It was 1988 when I met the world's skinniest, baddest eight-year-old - Leroy Brown if he were a brainy, white, second grade girl wearing Keds. We were like soda and fries the second we met. Chrissy had a puff of bangs on top of her head like a bird's nest fashioned into a hat; I was a freckled, fuzz-headed kid born with boobs. We sat in the back of the bus, anchored the back of every line and were up to undercover hijinks wherever we went. Chrissy was that kid who knew all the more obscure cuss words and who thought up stuff like mixing ketchup with milk just to see how gross it tasted. She could burp. Me, I was the egger-onner, ever the straight man to her endless antics.
Once, we snuck out during a sleepover to smear the neighbor's car with butter. We slathered it from hood to tires and ran back to my house with greased hands peppered with dirt. As we relished our deed, we remembered butter is a great medium for fingerprints and figured the FBI would be on to us. We'd spend our lives in jail! What about high school!? So we snuck out again and washed the car. That's pretty much the story of our friendship. Shenanigans, reparations, legends.
High school was no different. We figured out how to steal beer and get boys to drive us around. There was the devastating summer when Chrissy was in California for two months when the gang just sat around, making out and talking about when Chrissy would be back. There was her blonde phase when every guy we knew lined up to trade one-liners with her, which she trumped. Always. My mother was always skeptical of Chrissy, as hers was of me. But what can you do?
By college, Chrissy got engaged to a mutual friend and I was secured for bridesmaid duties three years in advance of the event. When the wedding finally came, she snuck a few dirty jokes in as we waited to proceed into the chapel. Nothing changes. We'll always be eight years old when it comes to her flawless delivery of an over-the-top joke and my endless amusement, miles of white silk and tulle be damned. She's the Laurel, I'm the Hardy. Chrissy gets me like no one else. When I'm convinced this world hates me, and sometimes it does, that is still the girl who I can count on to tell me, "Everyone has their issues and no one's life is perfect, but all people see is the perfect and decide to be jealous and hate." Then she adds, "fuck that bitch". She says what I can't.
Chrissy was married years before me. I managed to fit another life stage between college and marriage, loosely called Functioning Alcoholism and Urban Debauchery. Eventually I met a decent guy (Hi, Niko!) and started wedding planning myself.
So why didn't I ask Chrissy to stand up in my wedding?
I've thought about this and regretted it since my wedding day. I don't know why.
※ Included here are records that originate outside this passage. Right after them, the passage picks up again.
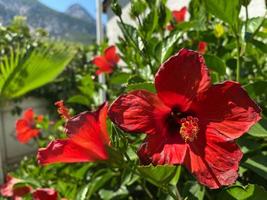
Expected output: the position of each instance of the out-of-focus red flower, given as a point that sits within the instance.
(179, 15)
(8, 189)
(86, 142)
(25, 127)
(170, 27)
(62, 110)
(107, 62)
(45, 194)
(189, 121)
(202, 47)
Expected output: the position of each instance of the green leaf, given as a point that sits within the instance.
(254, 24)
(82, 194)
(227, 11)
(249, 192)
(260, 45)
(215, 63)
(168, 44)
(120, 78)
(98, 183)
(159, 175)
(193, 191)
(110, 194)
(135, 79)
(87, 86)
(141, 86)
(257, 88)
(150, 23)
(257, 164)
(22, 72)
(258, 130)
(79, 99)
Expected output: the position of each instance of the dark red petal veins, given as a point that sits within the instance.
(161, 149)
(111, 55)
(182, 78)
(227, 108)
(87, 140)
(139, 112)
(216, 162)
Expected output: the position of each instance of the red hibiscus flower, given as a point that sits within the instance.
(45, 194)
(179, 15)
(25, 127)
(107, 62)
(10, 190)
(189, 121)
(86, 142)
(202, 47)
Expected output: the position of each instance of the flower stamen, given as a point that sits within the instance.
(189, 128)
(62, 110)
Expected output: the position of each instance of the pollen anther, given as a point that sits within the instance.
(189, 128)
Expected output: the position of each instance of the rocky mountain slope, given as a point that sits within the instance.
(75, 24)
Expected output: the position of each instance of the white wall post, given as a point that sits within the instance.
(99, 38)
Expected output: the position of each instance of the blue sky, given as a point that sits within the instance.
(62, 5)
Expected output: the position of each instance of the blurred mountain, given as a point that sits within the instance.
(77, 11)
(76, 24)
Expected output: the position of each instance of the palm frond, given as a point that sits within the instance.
(21, 71)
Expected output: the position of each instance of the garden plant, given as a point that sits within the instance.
(184, 115)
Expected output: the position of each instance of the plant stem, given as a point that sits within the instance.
(238, 58)
(246, 24)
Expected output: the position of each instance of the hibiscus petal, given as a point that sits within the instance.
(179, 15)
(160, 150)
(87, 140)
(89, 125)
(227, 108)
(139, 112)
(111, 55)
(45, 194)
(215, 161)
(181, 78)
(27, 135)
(103, 64)
(28, 115)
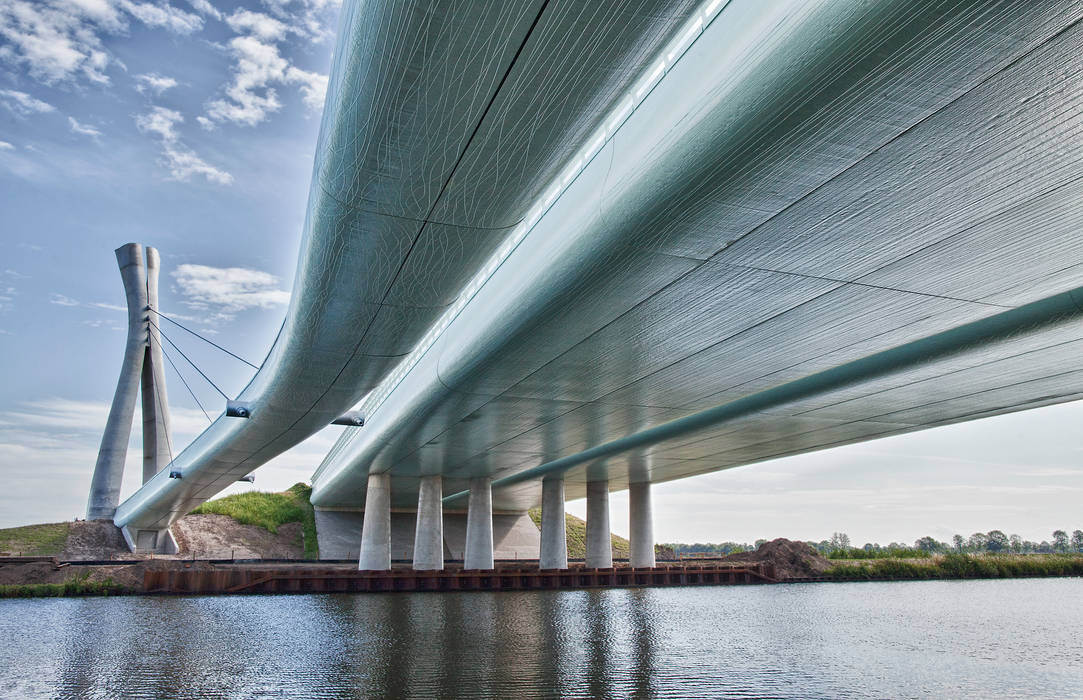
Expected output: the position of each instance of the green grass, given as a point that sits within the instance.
(961, 566)
(576, 532)
(37, 541)
(270, 510)
(75, 586)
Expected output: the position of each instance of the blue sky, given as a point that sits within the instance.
(191, 126)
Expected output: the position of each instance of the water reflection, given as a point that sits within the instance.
(955, 638)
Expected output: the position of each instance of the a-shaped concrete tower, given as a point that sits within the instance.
(142, 368)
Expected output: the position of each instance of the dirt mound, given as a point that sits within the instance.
(94, 540)
(212, 536)
(791, 559)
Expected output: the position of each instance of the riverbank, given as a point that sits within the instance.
(958, 566)
(783, 562)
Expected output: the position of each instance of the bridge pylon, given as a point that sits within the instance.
(141, 371)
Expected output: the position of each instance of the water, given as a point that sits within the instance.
(967, 638)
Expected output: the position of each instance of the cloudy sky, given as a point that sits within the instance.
(191, 126)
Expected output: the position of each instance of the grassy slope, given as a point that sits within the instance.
(39, 540)
(961, 566)
(269, 510)
(576, 532)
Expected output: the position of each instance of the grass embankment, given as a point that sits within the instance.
(270, 510)
(575, 530)
(78, 585)
(962, 566)
(35, 541)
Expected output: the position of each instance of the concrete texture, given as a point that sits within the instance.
(599, 536)
(429, 536)
(553, 554)
(108, 469)
(640, 525)
(157, 439)
(479, 551)
(376, 534)
(339, 533)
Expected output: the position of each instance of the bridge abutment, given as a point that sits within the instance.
(553, 553)
(599, 536)
(640, 525)
(376, 527)
(429, 535)
(479, 545)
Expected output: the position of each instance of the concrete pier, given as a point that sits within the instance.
(108, 469)
(599, 536)
(479, 546)
(376, 528)
(640, 525)
(157, 439)
(429, 535)
(553, 553)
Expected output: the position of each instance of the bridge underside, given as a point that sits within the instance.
(933, 182)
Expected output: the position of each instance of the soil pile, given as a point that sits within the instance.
(94, 540)
(791, 559)
(213, 536)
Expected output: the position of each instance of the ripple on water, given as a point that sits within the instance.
(967, 638)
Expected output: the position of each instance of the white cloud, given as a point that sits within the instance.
(313, 87)
(203, 7)
(227, 289)
(250, 96)
(61, 40)
(61, 300)
(308, 17)
(256, 24)
(164, 15)
(50, 446)
(154, 82)
(23, 104)
(181, 161)
(82, 129)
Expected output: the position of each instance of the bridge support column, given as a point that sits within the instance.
(479, 554)
(429, 534)
(553, 535)
(109, 468)
(640, 525)
(376, 526)
(157, 440)
(599, 538)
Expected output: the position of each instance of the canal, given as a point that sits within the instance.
(952, 638)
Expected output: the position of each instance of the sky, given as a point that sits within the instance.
(191, 126)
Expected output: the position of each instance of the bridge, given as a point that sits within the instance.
(555, 249)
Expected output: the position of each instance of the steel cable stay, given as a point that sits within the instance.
(188, 360)
(207, 340)
(181, 377)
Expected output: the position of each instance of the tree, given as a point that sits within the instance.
(996, 541)
(839, 541)
(928, 544)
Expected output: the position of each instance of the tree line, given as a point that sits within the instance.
(840, 547)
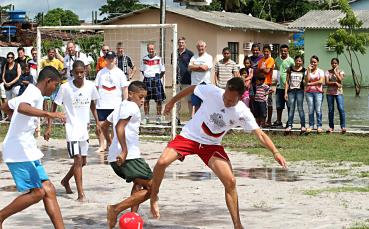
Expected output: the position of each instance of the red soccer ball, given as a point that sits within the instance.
(131, 220)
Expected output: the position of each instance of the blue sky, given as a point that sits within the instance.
(81, 7)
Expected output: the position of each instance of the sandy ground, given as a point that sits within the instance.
(191, 197)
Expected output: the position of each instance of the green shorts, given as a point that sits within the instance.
(133, 169)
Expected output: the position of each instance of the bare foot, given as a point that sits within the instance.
(111, 217)
(82, 199)
(66, 185)
(101, 149)
(154, 207)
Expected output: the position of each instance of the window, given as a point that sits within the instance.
(234, 47)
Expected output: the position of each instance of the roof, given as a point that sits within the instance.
(222, 19)
(327, 19)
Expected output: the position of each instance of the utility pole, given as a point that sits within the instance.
(162, 30)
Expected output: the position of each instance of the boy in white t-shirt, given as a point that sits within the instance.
(124, 153)
(111, 83)
(220, 111)
(78, 97)
(20, 152)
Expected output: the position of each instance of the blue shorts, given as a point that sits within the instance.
(279, 99)
(102, 114)
(27, 175)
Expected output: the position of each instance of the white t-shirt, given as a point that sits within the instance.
(125, 110)
(212, 121)
(199, 77)
(76, 102)
(109, 84)
(152, 66)
(19, 144)
(69, 60)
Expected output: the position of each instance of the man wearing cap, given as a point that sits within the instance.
(125, 62)
(101, 63)
(152, 68)
(112, 86)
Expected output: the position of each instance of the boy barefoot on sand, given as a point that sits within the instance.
(20, 152)
(124, 153)
(220, 111)
(78, 97)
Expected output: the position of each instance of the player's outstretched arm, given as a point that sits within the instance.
(267, 142)
(27, 109)
(169, 106)
(5, 107)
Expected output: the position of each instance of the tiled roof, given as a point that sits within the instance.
(222, 19)
(327, 19)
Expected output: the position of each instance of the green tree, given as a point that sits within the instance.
(60, 17)
(349, 42)
(114, 8)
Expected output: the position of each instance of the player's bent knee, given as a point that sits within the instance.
(38, 193)
(230, 184)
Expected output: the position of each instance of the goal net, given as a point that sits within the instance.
(134, 39)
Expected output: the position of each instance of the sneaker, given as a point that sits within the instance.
(277, 124)
(329, 131)
(144, 121)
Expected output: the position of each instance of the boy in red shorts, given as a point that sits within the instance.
(220, 111)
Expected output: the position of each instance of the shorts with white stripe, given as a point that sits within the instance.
(77, 148)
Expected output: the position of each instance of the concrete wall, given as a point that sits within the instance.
(193, 30)
(315, 41)
(360, 5)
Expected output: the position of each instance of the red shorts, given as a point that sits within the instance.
(185, 147)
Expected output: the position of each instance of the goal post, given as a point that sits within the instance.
(134, 37)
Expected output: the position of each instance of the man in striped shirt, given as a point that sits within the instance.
(225, 69)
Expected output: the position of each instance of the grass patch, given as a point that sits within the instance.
(315, 192)
(331, 148)
(364, 174)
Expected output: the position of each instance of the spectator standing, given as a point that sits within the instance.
(282, 64)
(112, 86)
(183, 74)
(334, 81)
(125, 62)
(24, 80)
(294, 93)
(52, 60)
(2, 89)
(153, 70)
(266, 66)
(32, 64)
(254, 59)
(225, 69)
(247, 74)
(101, 63)
(22, 58)
(71, 56)
(11, 73)
(200, 66)
(314, 93)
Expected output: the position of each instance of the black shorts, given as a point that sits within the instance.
(260, 110)
(155, 89)
(103, 114)
(133, 169)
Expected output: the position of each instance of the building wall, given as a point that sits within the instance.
(360, 5)
(315, 45)
(193, 30)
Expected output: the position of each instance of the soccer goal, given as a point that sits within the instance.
(134, 38)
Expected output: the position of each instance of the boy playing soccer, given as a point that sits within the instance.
(124, 154)
(220, 111)
(78, 97)
(20, 152)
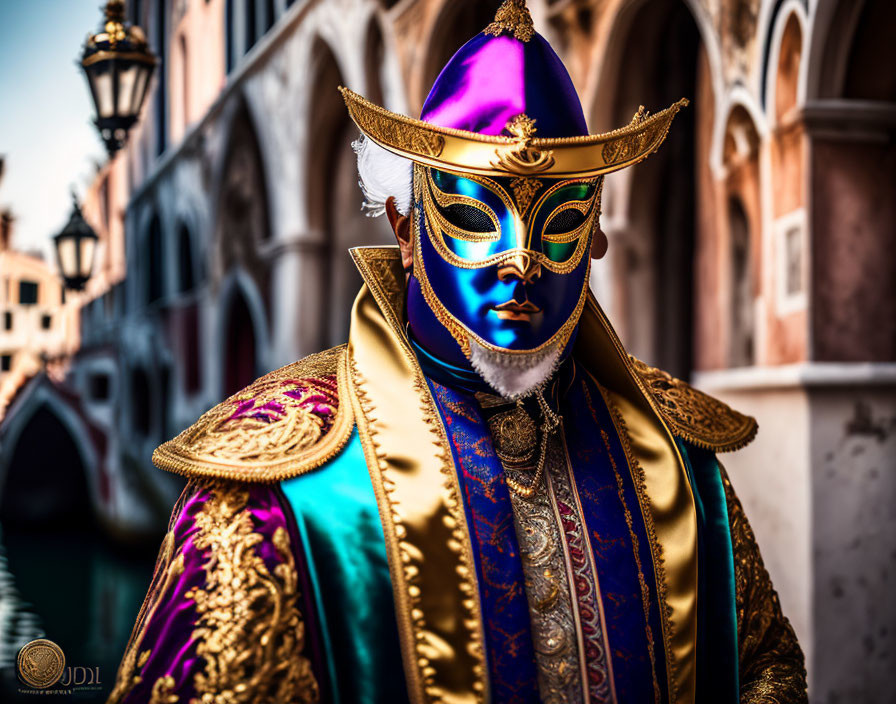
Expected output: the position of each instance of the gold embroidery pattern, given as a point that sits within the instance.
(772, 667)
(168, 568)
(513, 17)
(555, 631)
(637, 475)
(404, 557)
(249, 629)
(285, 423)
(501, 155)
(162, 691)
(695, 416)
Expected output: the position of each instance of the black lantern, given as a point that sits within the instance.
(118, 64)
(75, 247)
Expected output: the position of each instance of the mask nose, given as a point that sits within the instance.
(521, 266)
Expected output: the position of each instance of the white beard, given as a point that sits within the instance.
(515, 375)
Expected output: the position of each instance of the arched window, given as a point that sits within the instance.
(154, 261)
(334, 199)
(141, 402)
(185, 82)
(656, 59)
(240, 359)
(741, 348)
(186, 265)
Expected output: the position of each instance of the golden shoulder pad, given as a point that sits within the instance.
(694, 416)
(286, 423)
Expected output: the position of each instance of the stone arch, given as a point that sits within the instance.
(241, 335)
(741, 234)
(871, 62)
(742, 333)
(785, 82)
(851, 113)
(334, 199)
(48, 466)
(774, 19)
(655, 58)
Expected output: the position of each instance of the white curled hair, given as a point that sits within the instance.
(382, 175)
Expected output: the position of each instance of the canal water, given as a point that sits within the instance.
(76, 587)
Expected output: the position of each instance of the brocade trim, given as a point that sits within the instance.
(572, 654)
(555, 631)
(772, 667)
(637, 474)
(168, 568)
(693, 415)
(513, 17)
(249, 630)
(283, 424)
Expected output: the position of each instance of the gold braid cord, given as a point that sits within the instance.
(694, 416)
(249, 631)
(772, 669)
(288, 422)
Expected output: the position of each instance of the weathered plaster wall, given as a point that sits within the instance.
(853, 459)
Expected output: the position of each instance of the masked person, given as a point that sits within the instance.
(481, 497)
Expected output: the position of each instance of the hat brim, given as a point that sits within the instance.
(496, 156)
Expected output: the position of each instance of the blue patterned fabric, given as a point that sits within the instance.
(347, 593)
(505, 610)
(607, 493)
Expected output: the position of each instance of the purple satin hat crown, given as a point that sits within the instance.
(505, 71)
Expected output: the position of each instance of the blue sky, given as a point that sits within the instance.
(46, 131)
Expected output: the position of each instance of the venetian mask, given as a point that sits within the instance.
(502, 263)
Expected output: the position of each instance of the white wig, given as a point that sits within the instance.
(383, 175)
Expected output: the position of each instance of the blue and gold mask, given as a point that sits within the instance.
(502, 261)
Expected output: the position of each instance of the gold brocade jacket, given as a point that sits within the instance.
(293, 425)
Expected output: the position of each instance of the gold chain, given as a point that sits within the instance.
(550, 423)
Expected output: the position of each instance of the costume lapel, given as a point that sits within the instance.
(407, 454)
(664, 493)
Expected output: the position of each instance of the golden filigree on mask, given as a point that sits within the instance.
(458, 331)
(524, 190)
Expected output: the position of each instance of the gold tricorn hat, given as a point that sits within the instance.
(516, 154)
(482, 113)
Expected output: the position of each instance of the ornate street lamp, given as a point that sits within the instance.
(75, 246)
(118, 64)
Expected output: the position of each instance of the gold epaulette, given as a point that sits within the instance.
(694, 416)
(286, 423)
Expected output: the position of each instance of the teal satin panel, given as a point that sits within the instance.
(717, 652)
(342, 538)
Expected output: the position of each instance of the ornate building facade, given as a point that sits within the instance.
(755, 254)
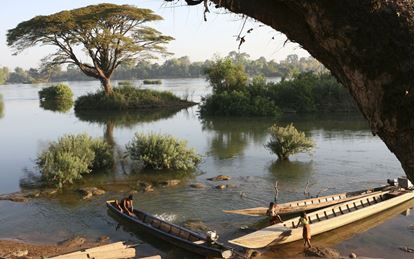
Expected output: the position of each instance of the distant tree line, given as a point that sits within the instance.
(172, 68)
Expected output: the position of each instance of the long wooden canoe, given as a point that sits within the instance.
(325, 219)
(174, 234)
(310, 204)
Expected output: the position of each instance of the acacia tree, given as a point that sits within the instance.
(367, 44)
(109, 34)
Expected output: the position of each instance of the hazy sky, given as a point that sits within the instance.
(194, 37)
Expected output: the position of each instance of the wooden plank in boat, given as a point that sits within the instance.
(302, 205)
(277, 234)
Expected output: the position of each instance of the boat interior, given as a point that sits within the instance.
(343, 208)
(167, 227)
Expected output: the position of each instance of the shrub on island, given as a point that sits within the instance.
(127, 97)
(152, 82)
(72, 156)
(59, 92)
(159, 152)
(286, 141)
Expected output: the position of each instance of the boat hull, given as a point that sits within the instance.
(280, 234)
(172, 239)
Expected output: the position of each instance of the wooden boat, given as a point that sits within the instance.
(174, 234)
(325, 219)
(310, 204)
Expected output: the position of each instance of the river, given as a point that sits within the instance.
(347, 157)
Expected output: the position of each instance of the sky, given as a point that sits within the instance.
(194, 37)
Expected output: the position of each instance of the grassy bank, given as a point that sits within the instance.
(127, 97)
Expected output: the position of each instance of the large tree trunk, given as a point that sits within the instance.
(367, 45)
(106, 84)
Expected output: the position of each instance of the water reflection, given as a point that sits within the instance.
(231, 136)
(122, 119)
(62, 106)
(292, 176)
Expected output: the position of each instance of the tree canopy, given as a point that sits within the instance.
(109, 34)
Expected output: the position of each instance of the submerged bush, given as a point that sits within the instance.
(238, 103)
(66, 160)
(57, 92)
(127, 97)
(162, 152)
(152, 82)
(57, 106)
(286, 141)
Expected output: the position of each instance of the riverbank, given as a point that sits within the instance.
(19, 249)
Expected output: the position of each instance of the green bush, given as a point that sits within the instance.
(127, 97)
(238, 103)
(57, 105)
(66, 160)
(57, 92)
(224, 75)
(158, 152)
(152, 82)
(286, 141)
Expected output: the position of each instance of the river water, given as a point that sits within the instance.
(347, 157)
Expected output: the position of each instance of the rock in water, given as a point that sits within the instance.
(220, 186)
(195, 225)
(170, 182)
(220, 178)
(20, 253)
(72, 242)
(198, 185)
(88, 192)
(145, 187)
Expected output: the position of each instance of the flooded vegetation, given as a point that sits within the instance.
(346, 156)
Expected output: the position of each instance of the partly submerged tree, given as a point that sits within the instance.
(367, 44)
(287, 141)
(109, 34)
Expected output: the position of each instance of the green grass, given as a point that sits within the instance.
(127, 97)
(152, 82)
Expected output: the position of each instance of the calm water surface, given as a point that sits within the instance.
(347, 157)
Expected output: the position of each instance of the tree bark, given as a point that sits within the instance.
(366, 44)
(106, 84)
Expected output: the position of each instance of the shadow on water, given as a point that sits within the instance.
(1, 106)
(61, 106)
(169, 250)
(339, 235)
(292, 176)
(231, 136)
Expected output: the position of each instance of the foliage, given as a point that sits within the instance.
(57, 105)
(4, 75)
(59, 92)
(162, 152)
(286, 141)
(66, 160)
(238, 103)
(304, 92)
(110, 34)
(308, 92)
(152, 82)
(128, 98)
(223, 75)
(176, 68)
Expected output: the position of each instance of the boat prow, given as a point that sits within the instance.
(325, 219)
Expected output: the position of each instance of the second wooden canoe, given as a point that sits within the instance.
(310, 204)
(325, 219)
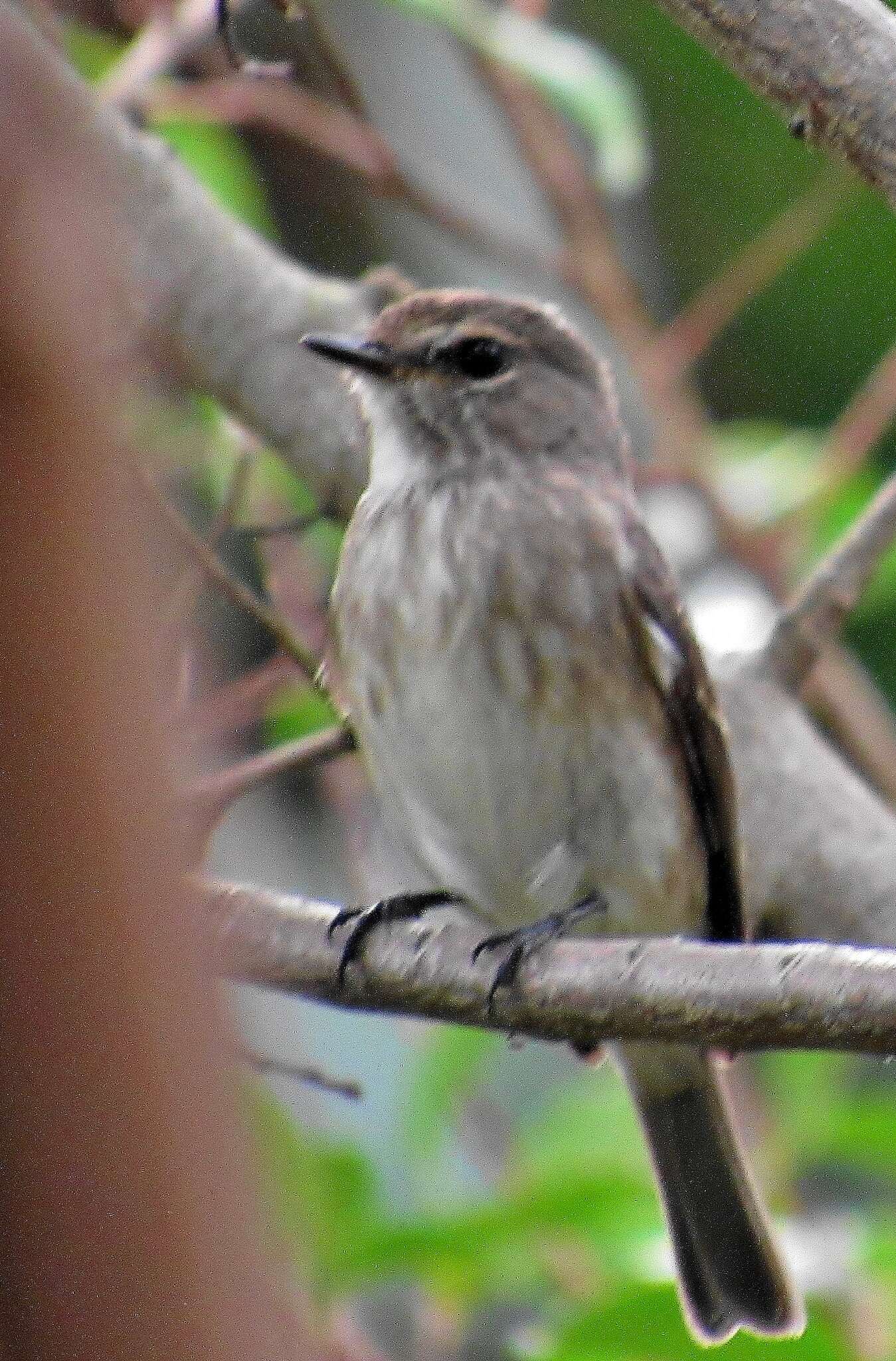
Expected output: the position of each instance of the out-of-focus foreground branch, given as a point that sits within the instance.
(818, 997)
(128, 1223)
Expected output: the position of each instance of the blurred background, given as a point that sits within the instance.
(480, 1198)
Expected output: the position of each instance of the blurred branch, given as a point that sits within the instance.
(820, 609)
(308, 1073)
(131, 1223)
(865, 419)
(827, 63)
(339, 135)
(238, 702)
(245, 599)
(802, 995)
(209, 799)
(721, 300)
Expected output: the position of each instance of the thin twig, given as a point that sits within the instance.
(238, 702)
(865, 419)
(241, 595)
(717, 302)
(830, 67)
(797, 995)
(301, 1071)
(818, 613)
(339, 135)
(184, 595)
(209, 799)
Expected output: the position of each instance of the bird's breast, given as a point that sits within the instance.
(495, 693)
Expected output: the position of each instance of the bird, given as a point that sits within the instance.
(537, 716)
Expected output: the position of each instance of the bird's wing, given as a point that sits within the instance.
(664, 636)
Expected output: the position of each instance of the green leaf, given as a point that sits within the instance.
(580, 79)
(835, 519)
(646, 1323)
(448, 1069)
(763, 470)
(323, 1193)
(213, 153)
(296, 712)
(588, 1123)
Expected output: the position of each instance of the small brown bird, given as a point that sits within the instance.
(536, 712)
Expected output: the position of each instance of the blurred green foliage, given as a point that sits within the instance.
(569, 1228)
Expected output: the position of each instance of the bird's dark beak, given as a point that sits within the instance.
(355, 353)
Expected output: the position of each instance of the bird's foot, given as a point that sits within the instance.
(525, 941)
(403, 906)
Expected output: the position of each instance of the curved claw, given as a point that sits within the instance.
(365, 920)
(493, 944)
(525, 941)
(341, 918)
(401, 906)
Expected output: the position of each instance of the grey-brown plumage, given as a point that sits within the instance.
(535, 708)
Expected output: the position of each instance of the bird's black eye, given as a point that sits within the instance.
(479, 357)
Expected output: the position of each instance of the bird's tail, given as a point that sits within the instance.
(731, 1273)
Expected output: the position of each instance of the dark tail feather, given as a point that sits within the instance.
(729, 1269)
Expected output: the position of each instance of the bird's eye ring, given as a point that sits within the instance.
(478, 357)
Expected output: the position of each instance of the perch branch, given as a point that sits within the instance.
(797, 995)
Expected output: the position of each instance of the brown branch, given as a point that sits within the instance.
(306, 1073)
(865, 419)
(828, 66)
(339, 135)
(718, 302)
(819, 610)
(209, 799)
(238, 702)
(802, 995)
(241, 595)
(173, 631)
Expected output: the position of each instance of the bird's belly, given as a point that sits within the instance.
(525, 809)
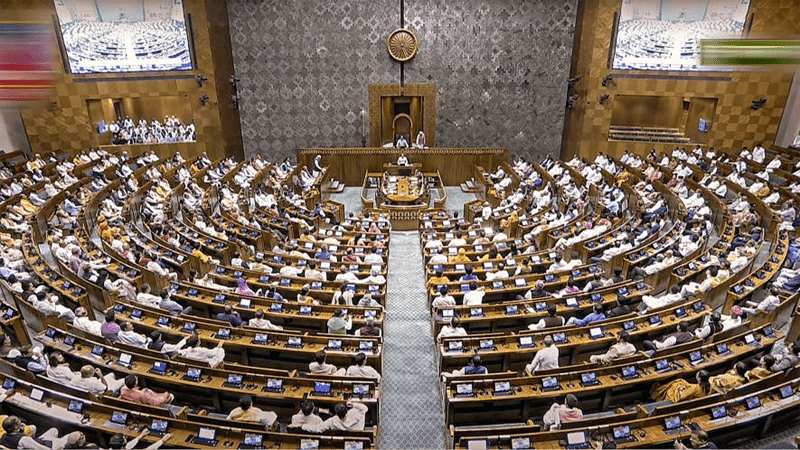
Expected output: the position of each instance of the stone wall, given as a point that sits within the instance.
(500, 69)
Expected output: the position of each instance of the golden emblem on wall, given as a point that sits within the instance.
(402, 45)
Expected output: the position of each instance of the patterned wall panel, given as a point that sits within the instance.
(734, 124)
(500, 69)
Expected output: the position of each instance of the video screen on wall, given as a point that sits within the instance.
(666, 34)
(112, 36)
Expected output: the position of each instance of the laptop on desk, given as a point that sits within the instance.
(521, 443)
(502, 388)
(629, 373)
(622, 435)
(158, 427)
(672, 425)
(464, 390)
(206, 436)
(550, 384)
(719, 412)
(119, 419)
(455, 346)
(696, 357)
(577, 440)
(322, 389)
(159, 368)
(274, 385)
(487, 344)
(662, 365)
(589, 379)
(234, 381)
(193, 374)
(252, 441)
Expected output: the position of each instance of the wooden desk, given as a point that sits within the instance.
(529, 400)
(454, 164)
(95, 417)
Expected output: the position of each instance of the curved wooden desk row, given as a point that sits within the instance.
(205, 297)
(518, 285)
(192, 380)
(611, 391)
(291, 286)
(497, 317)
(72, 295)
(276, 262)
(95, 419)
(291, 350)
(538, 261)
(473, 252)
(513, 352)
(624, 415)
(761, 275)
At the time when I was planning, I didn't want to ask anyone out of state because I didn't want them to feel obligated. I didn't want Chrissy to be burdened by me. I didn't want to put her out or cost her money. It was a little like a bro code my brother-in-law has with his four best friends: no birthday gifts and they always hire movers. I didn't want to be needy. I didn't want to be heavy. Not that Chrissy would disappoint me, but what if she did have other obligations? How would I recover from that? I just didn't want to set it up like I expected some big thing. I was chill. No prob. No worries.
Yet every time I walk past my wedding picture in the hallway, I wish that bony bitch was in there.
I love you, Chrissy.
UPDATE - This just in from Chrissy on my Facebook page:
"We were some kind of awesome, still are. This post made me smile until my face hurt. Let the public record show that I was never in the least bit offended you didn't ask me to be in your wedding. You found an amazing husband and I was more than happy to be a guest. Great, now "Be Our Guest" is stuck in my head. I love all the different directions our friendship has taken us and I wouldn't change a thing!"